Before writing the CDF you need to implement an auxiliary function which given a list of ordered bins and a value, it returns the bin where the value should be placed (we assume that all the values are below the maximum bin. In the example below, it is 10). More concretely, you need to implement the function assignBin in the file CDF2.hs.
```
assignBin :: Ord a => [a] -> a -> a
```
Below, we provide some examples.
```
> assignBin [1,6,10,30] 15
30
> assignBin [1,6,10,30] 7
10
> assignBin [1,6,10,30] 0
0
```
DPella provides a simpler primitive than dpPartition, called dpPartRepeat, which applies the same aggregation on each partition.
```
dpPartRepeat :: Ord k
          => (Dataset s r -> Query (Value a))
          -> [k]
          -> (r -> k)
          -> Dataset s r
          -> Query (Map.Map k (Value a))
```
Using this primitive, you should implement the algorithm to compute the CDF mentioned above. You should provide an implementation to the function `cdf2` in the file [`CDF2.hs`](https://bitbucket.org/russo/rio2020-code-std/src/master/CDFs/CDF2.hs).
```
cdf2 :: Bins -> Epsilon -> Dataset 1 Row -> Query (Value [Double])
```
What is the accuracy of cdf2 with ε=1 and β=0.05 when considering the following bins [1,5,10,30]?
Does the result in the previous point depends on the actual bins' values? That is, if you run
```
> accuracy (cdf2 symDataset [1,5,10,30] 1) 0.05
> accuracy (cdf2 symDataset [100,3,60,10] 1) 0.05
```
Would both invocations of accuracy above give the same error estimation?
How does the accuracy of cdf2 with ε=1 and β=0.05 progresses when considering bins of 50 to 100 elements? To answer that question, you should write the function exploreCDF2.
```
exploreCDF2 :: Range -> Epsilon -> Beta -> [(Int,Alpha)]
```
Which implementation to compute CDF is the best one, i.e., cdf1 or cdf2? Here, we mean best as, considering the same ε, which function produces the less error under the same β. To answer that question, you should write the function compareCDFs in the file CDF2.hs.
```
compareCDFs :: Range -> Epsilon -> Beta -> [(Int,String)]
```
This function returns a list of pairs. The first component in the pair indicates the amount of bins, while the second component indicates which implementation of CDF is better, i.e., it is either the string "CDF1" or "CDF2".
As we did for cdf1, our role of data analyst determines that the analysis to run by the data curator is as follows.
```
analysis = cdf2 [10,50,100,200,10000] 1
```
You should take now the role of the data curator and write the function executeCDF2 in the file RunCDF2.hs.

Sums (Introduction)

We will consider the same dataset as the one for the CDFs exercise above. To compute a sum of values, we need to determine the range of the values. DPella supports only natural numbers' ranges, e.g., [1,10], [5,10], etc. DPella needs that information to calculate the sensitivity of sum queries, i.e., if every value is in the range [a,b], the sensitivity is b - a. The way to specify ranges in DPella is via the primitive range.

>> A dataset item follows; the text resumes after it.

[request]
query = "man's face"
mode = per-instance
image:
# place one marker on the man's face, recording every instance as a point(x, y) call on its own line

range :: (KnownNat a, KnownNat b, KnownNat (b - a), a <= b) => Range a b

This function receives no arguments since the range is indicated at the type-level. To create ranges, we need to use type applications, e.g.,

range1 = range @1 @10
range2 = range @5 @10

Exercise: Information transmitted by the network

In this exercise, you need to implement a different algorithm to compute the amount of transmitted data.

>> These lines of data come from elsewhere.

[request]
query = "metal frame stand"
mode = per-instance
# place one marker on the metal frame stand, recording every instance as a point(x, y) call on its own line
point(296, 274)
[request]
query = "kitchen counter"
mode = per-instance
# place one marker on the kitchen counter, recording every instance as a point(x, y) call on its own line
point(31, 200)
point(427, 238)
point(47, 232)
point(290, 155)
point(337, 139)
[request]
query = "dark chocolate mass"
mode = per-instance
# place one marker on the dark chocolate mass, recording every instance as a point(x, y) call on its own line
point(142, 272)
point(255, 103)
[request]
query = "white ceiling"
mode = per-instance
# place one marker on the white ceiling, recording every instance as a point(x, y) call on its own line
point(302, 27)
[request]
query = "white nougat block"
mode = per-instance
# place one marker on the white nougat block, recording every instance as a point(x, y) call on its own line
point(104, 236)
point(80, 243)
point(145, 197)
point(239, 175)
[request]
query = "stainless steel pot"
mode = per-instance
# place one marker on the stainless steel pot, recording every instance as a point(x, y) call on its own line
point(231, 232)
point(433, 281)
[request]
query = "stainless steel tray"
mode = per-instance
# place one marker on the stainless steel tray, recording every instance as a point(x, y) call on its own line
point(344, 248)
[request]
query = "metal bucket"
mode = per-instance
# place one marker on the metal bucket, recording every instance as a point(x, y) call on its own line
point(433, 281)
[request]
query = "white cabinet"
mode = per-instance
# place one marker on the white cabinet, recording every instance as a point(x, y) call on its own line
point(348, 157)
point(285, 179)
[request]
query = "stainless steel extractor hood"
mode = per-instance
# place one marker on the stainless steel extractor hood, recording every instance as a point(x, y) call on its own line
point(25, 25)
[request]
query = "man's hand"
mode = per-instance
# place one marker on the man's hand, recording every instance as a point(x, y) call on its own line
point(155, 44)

We are going to sum the total size of data transmitted over the network. The data curator indicates that it is going to be in the order of GBs. You should implement the following function:
```
totalBytes :: Epsilon -> Dataset 1 Row -> Query (Value Double)
```
The data curator indicates that the range of size of packages are given in bytes and they go from 60 to 350 bytes.
- What is the minimum ε you need to have an error of 10Mb with β=0.05?
You need to write a similar analysis but that calculates the total amount of data sent from the router "Cisco_ba:1f:80". We know that this result should be in the order of hundred of megabytes.
```
router1 = "Cisco_ba:1f:80"
bytesRouter1 :: Epsilon -> Dataset 1 Row -> Query (Value Double)
```
- What is the minimum ε you need to obtain an error of 1Mb with β=0.05?